I won't be addressing all of these questions; I'm talking about my own hand-woven fabric and how I went about fulling it. Here's the "before fulling" state.

And here's what it looks like after fulling.

And here's another view.

The colors in the photos vary because I used two different painted warps to weave the fabric in Deflected Double Weave. I dyed the silk noil in a range from teal to purple to turquoise and I dyed the baby alpaca warp in a range from lavender to periwinkle to mauve.

You might be thinking: I like the piece before it was fulled. And there's an argument for that, certainly. The main reason I fulled it was for texture: This was to be sewn into a coat and I needed a sturdy, warm fabric for that. I also just love the look of fulled handwoven or hand-knitted fiber: it acquires an organic, more natural look, less angular and tidy -- and to my eye, far more interesting!

Here's a photo of the back of the coat to give you a better idea of what I am going for.

The fulled fabric has a bit more eccentricity and quirkiness, in my view.

I've long pondered the question, "What makes wool felt?" The simple answer lies in the microscopic structure of the fiber.

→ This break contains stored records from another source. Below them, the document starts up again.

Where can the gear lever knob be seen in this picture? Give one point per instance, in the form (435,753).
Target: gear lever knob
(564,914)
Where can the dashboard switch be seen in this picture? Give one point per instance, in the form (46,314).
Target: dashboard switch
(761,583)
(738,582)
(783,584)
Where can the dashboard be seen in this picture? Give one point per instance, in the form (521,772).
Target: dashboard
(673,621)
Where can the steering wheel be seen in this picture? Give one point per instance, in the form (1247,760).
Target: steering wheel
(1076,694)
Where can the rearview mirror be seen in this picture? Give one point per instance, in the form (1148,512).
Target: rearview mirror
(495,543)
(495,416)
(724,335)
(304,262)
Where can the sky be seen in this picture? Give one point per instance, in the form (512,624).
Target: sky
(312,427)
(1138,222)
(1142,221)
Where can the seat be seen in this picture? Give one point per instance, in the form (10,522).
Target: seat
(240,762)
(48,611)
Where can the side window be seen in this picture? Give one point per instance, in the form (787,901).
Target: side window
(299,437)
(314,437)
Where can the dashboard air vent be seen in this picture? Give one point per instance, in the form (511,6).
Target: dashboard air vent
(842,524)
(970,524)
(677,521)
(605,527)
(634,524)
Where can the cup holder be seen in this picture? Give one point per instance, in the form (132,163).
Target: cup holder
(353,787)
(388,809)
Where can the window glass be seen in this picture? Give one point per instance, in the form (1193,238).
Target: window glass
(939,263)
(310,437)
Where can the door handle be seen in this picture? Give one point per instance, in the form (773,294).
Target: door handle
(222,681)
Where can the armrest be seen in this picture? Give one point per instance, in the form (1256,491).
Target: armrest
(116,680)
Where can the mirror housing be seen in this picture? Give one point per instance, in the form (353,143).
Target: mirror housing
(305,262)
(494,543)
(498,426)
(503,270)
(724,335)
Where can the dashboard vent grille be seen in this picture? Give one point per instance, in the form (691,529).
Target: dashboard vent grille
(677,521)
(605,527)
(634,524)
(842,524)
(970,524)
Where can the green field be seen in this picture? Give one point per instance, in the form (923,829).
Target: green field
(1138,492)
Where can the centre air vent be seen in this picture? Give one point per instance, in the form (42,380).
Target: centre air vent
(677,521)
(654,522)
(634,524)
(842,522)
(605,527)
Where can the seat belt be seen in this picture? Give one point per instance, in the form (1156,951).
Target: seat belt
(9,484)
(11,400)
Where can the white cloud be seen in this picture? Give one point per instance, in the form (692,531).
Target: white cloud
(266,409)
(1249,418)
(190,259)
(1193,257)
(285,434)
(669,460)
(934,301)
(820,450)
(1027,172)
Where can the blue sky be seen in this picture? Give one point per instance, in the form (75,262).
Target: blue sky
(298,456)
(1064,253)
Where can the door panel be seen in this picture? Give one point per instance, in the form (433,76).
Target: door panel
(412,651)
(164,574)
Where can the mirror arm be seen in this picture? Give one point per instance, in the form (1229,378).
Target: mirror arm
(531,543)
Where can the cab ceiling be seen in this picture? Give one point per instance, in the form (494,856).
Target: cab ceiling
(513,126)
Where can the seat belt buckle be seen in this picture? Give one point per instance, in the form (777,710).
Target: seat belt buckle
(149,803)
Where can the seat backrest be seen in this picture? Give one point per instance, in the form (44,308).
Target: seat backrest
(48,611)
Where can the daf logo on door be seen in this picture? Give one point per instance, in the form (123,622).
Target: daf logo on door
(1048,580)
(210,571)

It has tiny scales on it that open with heat and soap and agitation (and pH, when you get really scientific about it) and then lock into each other as the agitation continues.

Here's a photo I found on Pinterest that gives you a microscopic view of a number of fibers. Unfortunately, I can't find where it's from because it's all over Pinterest, with no attribution.

See the scales on the coarse wool and fine wool (first and second fibers on the left)? And see the smaller less defined scales on the alpaca (third from left)? 

Many people will tell you that alpaca can't be felted or fulled -- but that's not really true. It's just that it takes longer to do so.

And I can testify to that. Without going into all the gory details, it took me several days of washing and sloshing my 8 yards of fabric in the bathtub, in the sink, and even in the washing machine. There's even some nudity involved but I won't go into that on a family blog ;o)

I just wasn't getting the results I wanted -- and then I remembered a spinner telling me that she used Murphy's Oil Soap to felt her wool. Murphy's is slightly basic, at a pH of about 11, and that change in pH helps the scales to open which in turn promotes their locking together.

So I tried Murphy's and yes, I did get the results I was after. Not perfect, but close enough. 

And I learned a lot in the process -- which is half the reason we fiber folk enjoy what we do! Thanks for reading.